Wednesday, November 06, 2019

The Democratic Virtues of Liberalism: a note for Leftists

Citizenship schools 2
Robert Kuttner, “Blaming Liberalism,” a review of Patrick J. Deneen’s Why Liberalism Failed (Yale University Press, 2018; paperback edition, with new preface, 2019), The New York Review of Books, November 21, 2019 (Vol. LXVI, No. 18) 

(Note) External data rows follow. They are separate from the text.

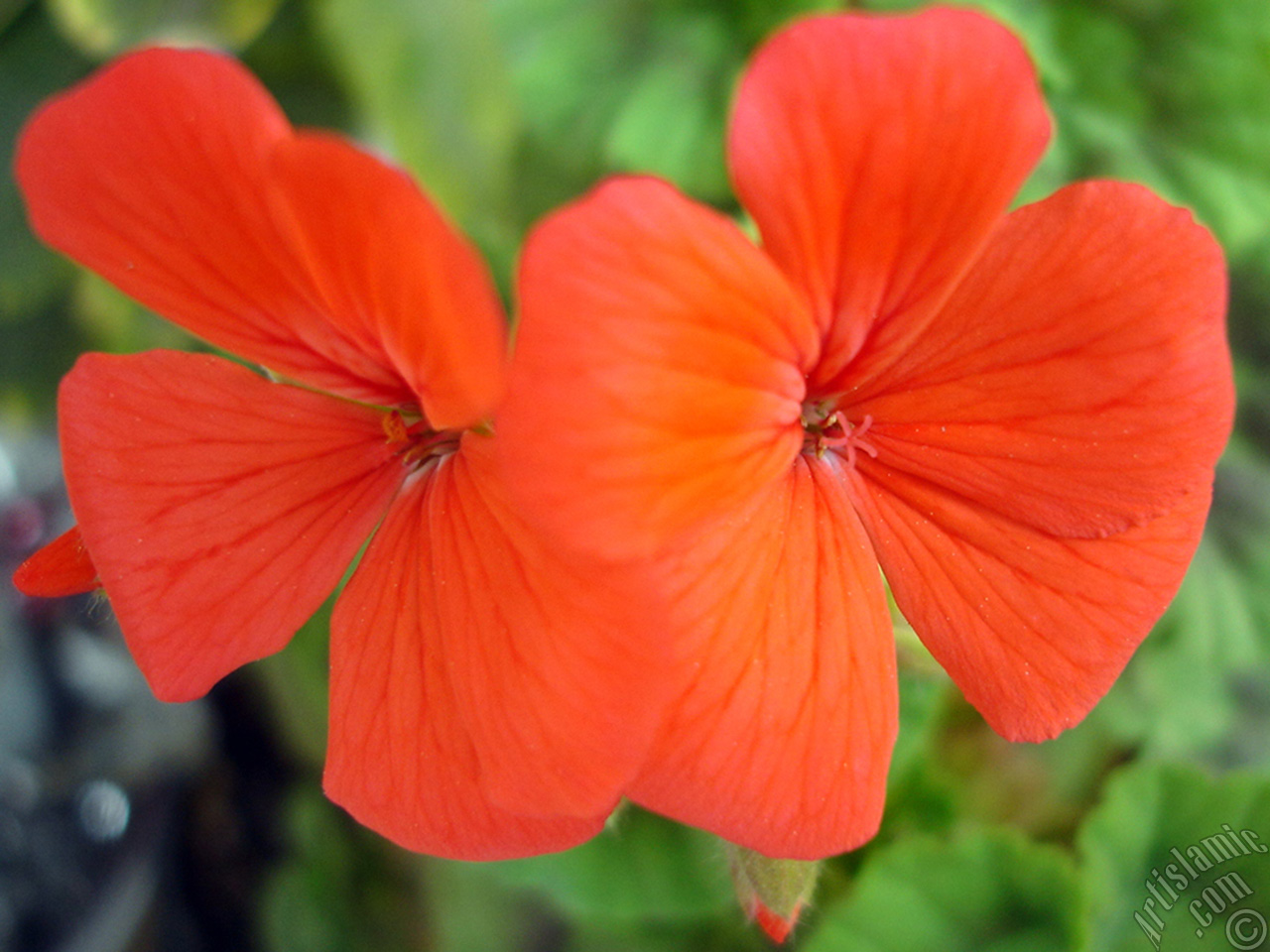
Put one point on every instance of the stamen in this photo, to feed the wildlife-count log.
(829, 428)
(416, 443)
(849, 438)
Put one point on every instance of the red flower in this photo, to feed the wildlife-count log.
(1016, 416)
(485, 702)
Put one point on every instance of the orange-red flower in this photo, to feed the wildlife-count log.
(1015, 414)
(486, 699)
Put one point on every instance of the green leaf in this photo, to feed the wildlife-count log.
(108, 27)
(33, 64)
(1175, 95)
(1192, 689)
(340, 889)
(988, 892)
(431, 81)
(1144, 853)
(672, 122)
(640, 869)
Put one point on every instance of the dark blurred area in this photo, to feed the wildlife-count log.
(128, 824)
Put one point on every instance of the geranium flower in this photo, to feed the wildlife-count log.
(486, 699)
(1016, 416)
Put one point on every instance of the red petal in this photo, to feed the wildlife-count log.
(476, 679)
(220, 509)
(657, 375)
(778, 927)
(1079, 381)
(1033, 629)
(63, 567)
(397, 275)
(783, 734)
(876, 154)
(154, 173)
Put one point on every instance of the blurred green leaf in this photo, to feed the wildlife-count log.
(640, 869)
(1127, 848)
(989, 892)
(1175, 95)
(432, 84)
(107, 27)
(1184, 693)
(339, 890)
(630, 85)
(33, 64)
(672, 121)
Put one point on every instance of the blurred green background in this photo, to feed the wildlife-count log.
(504, 108)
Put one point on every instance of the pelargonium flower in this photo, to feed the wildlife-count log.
(1016, 414)
(486, 699)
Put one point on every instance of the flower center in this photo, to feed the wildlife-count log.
(825, 426)
(416, 443)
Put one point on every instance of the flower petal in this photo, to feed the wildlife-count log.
(1033, 629)
(154, 173)
(783, 733)
(479, 682)
(220, 509)
(63, 567)
(397, 275)
(1079, 380)
(657, 371)
(875, 154)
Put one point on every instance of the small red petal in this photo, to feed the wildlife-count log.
(220, 509)
(63, 567)
(395, 275)
(876, 154)
(657, 379)
(781, 731)
(776, 927)
(155, 175)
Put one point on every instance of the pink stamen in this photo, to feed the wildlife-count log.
(847, 435)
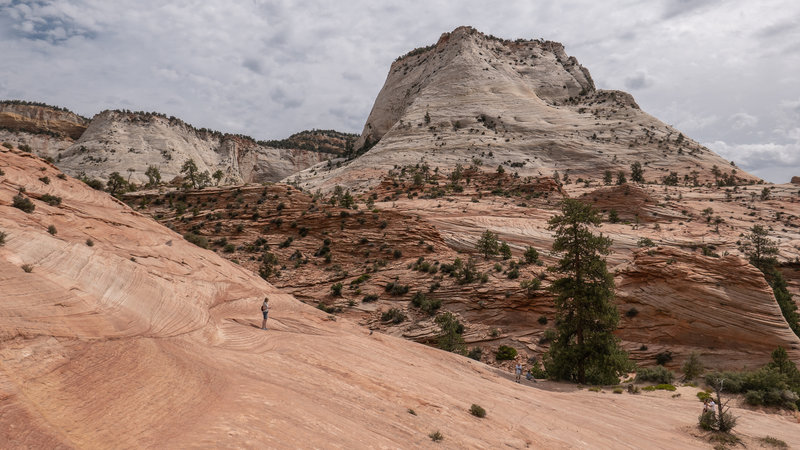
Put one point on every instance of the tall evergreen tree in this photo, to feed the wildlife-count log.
(584, 348)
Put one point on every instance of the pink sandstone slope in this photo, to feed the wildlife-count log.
(144, 340)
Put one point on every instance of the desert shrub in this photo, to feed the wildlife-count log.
(505, 353)
(394, 316)
(693, 367)
(475, 353)
(477, 411)
(658, 374)
(52, 200)
(23, 203)
(660, 387)
(531, 255)
(773, 442)
(196, 239)
(395, 288)
(663, 357)
(427, 304)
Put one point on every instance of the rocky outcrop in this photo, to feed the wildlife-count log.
(145, 340)
(526, 103)
(681, 302)
(117, 141)
(39, 118)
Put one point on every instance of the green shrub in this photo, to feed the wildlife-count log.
(663, 357)
(426, 304)
(658, 374)
(477, 411)
(394, 316)
(506, 353)
(395, 288)
(436, 436)
(23, 203)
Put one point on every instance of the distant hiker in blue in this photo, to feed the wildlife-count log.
(265, 312)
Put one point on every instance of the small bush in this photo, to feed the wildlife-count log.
(477, 411)
(395, 288)
(773, 442)
(506, 353)
(394, 316)
(542, 320)
(663, 357)
(658, 374)
(436, 436)
(23, 203)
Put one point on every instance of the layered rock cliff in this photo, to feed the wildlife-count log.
(526, 103)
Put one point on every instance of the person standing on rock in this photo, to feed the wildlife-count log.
(265, 312)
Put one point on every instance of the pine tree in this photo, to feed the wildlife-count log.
(584, 348)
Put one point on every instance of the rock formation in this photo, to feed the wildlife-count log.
(521, 104)
(142, 339)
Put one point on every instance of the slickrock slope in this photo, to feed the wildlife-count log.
(144, 340)
(511, 102)
(47, 130)
(117, 141)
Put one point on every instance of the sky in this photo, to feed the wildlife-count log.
(724, 72)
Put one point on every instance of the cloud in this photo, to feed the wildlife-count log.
(638, 81)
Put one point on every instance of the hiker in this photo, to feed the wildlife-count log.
(265, 312)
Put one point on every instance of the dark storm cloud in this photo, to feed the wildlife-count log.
(723, 72)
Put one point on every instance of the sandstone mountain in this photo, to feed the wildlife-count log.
(521, 104)
(46, 130)
(115, 332)
(116, 141)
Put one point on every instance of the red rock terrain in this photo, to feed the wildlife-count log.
(145, 340)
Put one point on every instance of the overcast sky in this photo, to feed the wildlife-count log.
(726, 73)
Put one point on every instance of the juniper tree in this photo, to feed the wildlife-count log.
(488, 244)
(584, 348)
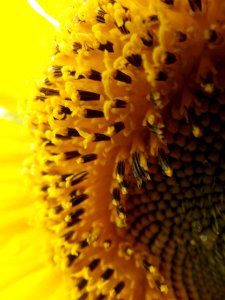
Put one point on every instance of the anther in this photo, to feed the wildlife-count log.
(108, 47)
(91, 113)
(82, 283)
(119, 287)
(49, 92)
(120, 171)
(120, 76)
(164, 162)
(196, 130)
(76, 47)
(95, 75)
(99, 137)
(135, 60)
(117, 103)
(88, 158)
(88, 96)
(100, 15)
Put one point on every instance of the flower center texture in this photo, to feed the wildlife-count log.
(128, 152)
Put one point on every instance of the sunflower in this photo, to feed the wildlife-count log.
(127, 165)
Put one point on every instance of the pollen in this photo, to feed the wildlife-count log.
(127, 123)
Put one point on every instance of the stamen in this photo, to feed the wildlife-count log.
(10, 116)
(37, 7)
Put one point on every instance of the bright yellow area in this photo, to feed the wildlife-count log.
(26, 45)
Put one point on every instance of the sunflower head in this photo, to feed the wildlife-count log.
(127, 123)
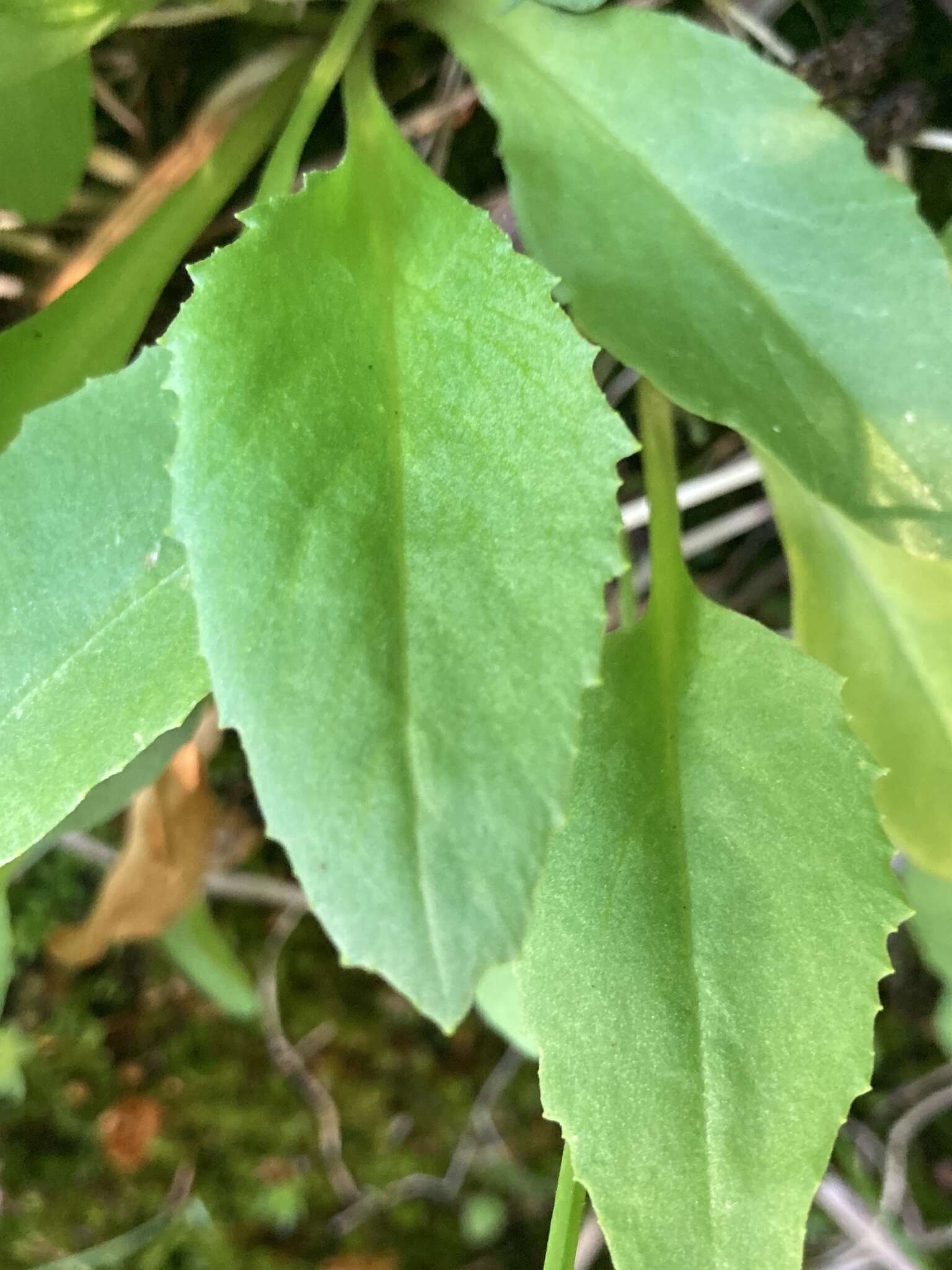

This, in my judgment, is essential reading for avowed Leftists if only because intellectually feeble, philosophically obtuse, and politically perilous jeremiads against “Liberalism” will not cure what environmentally, socially and economically ails us (one reason I agree with the bulk of this review essay by Kuttner of Patrick J. Deenen’s book). If socialists fail to sufficiently parse the history of Liberalism so as to identify its intrinsic virtues for democratic theory and praxis, we will be left with the post-harvest husk of democracy. There is, no doubt, this and that to criticize in the Liberal tradition (for instance, when its erstwhile defenders stray far from its political soil into the murky waters of metaphysics, culture and messianism) in the works of individual Liberal philosophers from Locke to Rawls, but the core of this tradition is the lifeblood of democracy in our world and, as such, is absolutely essential to any future socialist ordering of states and societies. Several archetypal Liberal philosophers remind us of this fact: John Stuart Mill, John Dewey, and John Rawls. In this respect, they stand apart from the rest of their brothers and sisters in the Liberal tradition; although they hardly exhaust the possible meanings of Liberal Democratic Socialism or Liberal Socialist Democracy, especially to the extent that this has been geopolitically constrained if not determined. In short, they serve as a compelling reminder—for many of us, it appears, are in dire need of reminding—that the historical and contingent ties between capitalism and Liberalism are just that, and thus not necessary (authoritarian capitalist societies are stark and frightening examples of this fact), and so it behooves us not to throw out the proverbial baby with the bathwater.